Working around it now with csv but there is definitely some interest here from the business side to producing xslx files, so I'll be doing this in the future.
Your review and feedback would be appreciated :wink:
I have just run into this problem and will probably now have to convert to the file to CSV and use streaming via cassava.
@jappeace if you made any progress on this which you can share, I could maybe work on it a bit more.
@jappeace I notice you have done a lot of work here: https://github.com/jappeace/xlsx.
What I'd like to be able to do is read a row at a time e.g. to create a sum of a column. Is it possible to do this with your clone?
yes! Supercede is implementing this at the moment, the api is unstable but for reading it sort of works already here: https://github.com/SupercedeTech/xlsx [1]
We may change how the reading api works, (there are two engineers working on this now including me), but we settled on the shape of SheetItem
at least so you can program against that (stuff maybe added). I'm working on writing xlsx as well. The prototype for writing is done, but it may still have some bugs left.
We're intending to upstream the work once we got it to work reliably.
[1] note that's a different repo than mine, I originally implemented it as part of "research day" but now it turns out client actually need it so it got moved to supercede github.
Let me know if you need help, have questions or any issues.
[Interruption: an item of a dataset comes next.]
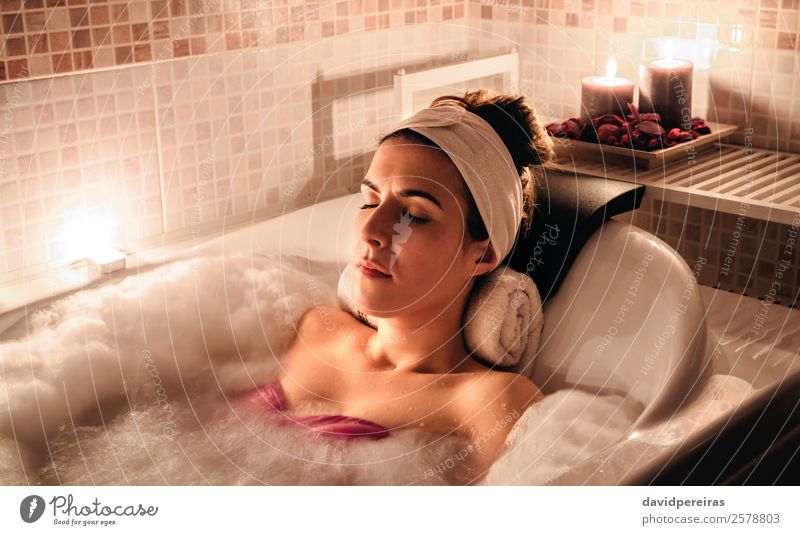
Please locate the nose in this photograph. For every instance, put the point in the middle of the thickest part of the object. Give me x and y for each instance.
(375, 225)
It's really important for the company I work for to get this right :slightly_smiling_face:
If you could show me how I would get e.g. rows 5, 6 and 7 from an .xlsx file and also how I can process a table row by row that would be really helpful.
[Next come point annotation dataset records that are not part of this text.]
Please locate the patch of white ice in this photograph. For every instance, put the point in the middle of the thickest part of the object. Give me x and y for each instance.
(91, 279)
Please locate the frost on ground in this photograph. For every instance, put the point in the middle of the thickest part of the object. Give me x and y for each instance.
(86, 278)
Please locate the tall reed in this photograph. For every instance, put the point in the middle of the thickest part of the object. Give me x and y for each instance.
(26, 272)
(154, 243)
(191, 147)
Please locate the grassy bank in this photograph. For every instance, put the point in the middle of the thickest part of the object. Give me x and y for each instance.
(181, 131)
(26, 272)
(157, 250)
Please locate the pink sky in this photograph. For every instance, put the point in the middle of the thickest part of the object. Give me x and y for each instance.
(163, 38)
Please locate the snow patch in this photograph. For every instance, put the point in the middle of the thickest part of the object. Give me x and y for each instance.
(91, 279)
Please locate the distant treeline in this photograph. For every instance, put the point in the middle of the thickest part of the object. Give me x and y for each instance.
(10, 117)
At the moment I am using R to convert a tab in an .xlsx file to a .csv file and then using cassava with something like the following to get rows with indices in is
:
let bar :: [[String]] -> Records [String] -> IO [[String]]
bar acc baz =
case baz of
Cons (Left s) _ -> error s
Cons (Right []) r -> bar acc r
Cons (Right a@(x : _)) r -> if x `elem` (map show is)
then bar (a : acc) r
else bar acc r
Nil _ _ -> return acc
https://hackage.haskell.org/package/cassava-0.5.2.0/docs/Data-Csv-Streaming.html lets you process a row at a time which is what I want to do after I have processed the given rows.
Many thanks
First obtain a producer conduit from your xlsx file, probably you want to use sourceFile. Then put that into readxlsx. Now you have a conduit of sheetItems, which you can filter, and fold.
Mind you to use those combinator you have to combine with .| which makes the output of the left conduit the input to the right one.
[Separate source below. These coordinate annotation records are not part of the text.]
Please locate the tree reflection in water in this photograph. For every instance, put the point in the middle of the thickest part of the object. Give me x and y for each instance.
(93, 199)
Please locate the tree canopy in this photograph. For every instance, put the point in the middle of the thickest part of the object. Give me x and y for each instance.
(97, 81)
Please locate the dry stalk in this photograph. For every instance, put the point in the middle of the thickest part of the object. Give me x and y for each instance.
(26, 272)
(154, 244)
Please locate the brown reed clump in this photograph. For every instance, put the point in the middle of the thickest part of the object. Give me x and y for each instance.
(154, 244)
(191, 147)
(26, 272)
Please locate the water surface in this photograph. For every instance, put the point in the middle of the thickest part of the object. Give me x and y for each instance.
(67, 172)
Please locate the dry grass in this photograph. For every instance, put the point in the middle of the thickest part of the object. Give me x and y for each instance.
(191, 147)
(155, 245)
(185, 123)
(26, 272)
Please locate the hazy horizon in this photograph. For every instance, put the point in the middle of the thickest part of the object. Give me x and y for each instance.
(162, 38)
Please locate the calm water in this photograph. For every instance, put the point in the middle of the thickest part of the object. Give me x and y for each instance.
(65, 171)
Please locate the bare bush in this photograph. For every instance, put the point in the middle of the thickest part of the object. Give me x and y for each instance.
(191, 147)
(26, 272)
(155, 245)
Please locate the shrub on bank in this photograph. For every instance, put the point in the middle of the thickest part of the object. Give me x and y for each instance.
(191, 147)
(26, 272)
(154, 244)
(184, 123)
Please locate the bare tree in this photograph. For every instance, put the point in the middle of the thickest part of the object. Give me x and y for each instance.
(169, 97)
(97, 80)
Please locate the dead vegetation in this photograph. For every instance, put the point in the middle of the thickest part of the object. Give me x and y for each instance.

It all seems a bit convoluted but it allows you to do lazy io (constant memory).
this is done.
We currently have to deal with massive excel files (100 000 to millions of rows). Reading all this data into memory isn't feasible. 100 000 rows for example takes up 2 gigs of ram as Xslx representation, 1 is over 8 gig (our app crashed trying to do this).
If we could represent the file as a stream it would solve this problem. I'd suggest conduit because it combines with zip as well.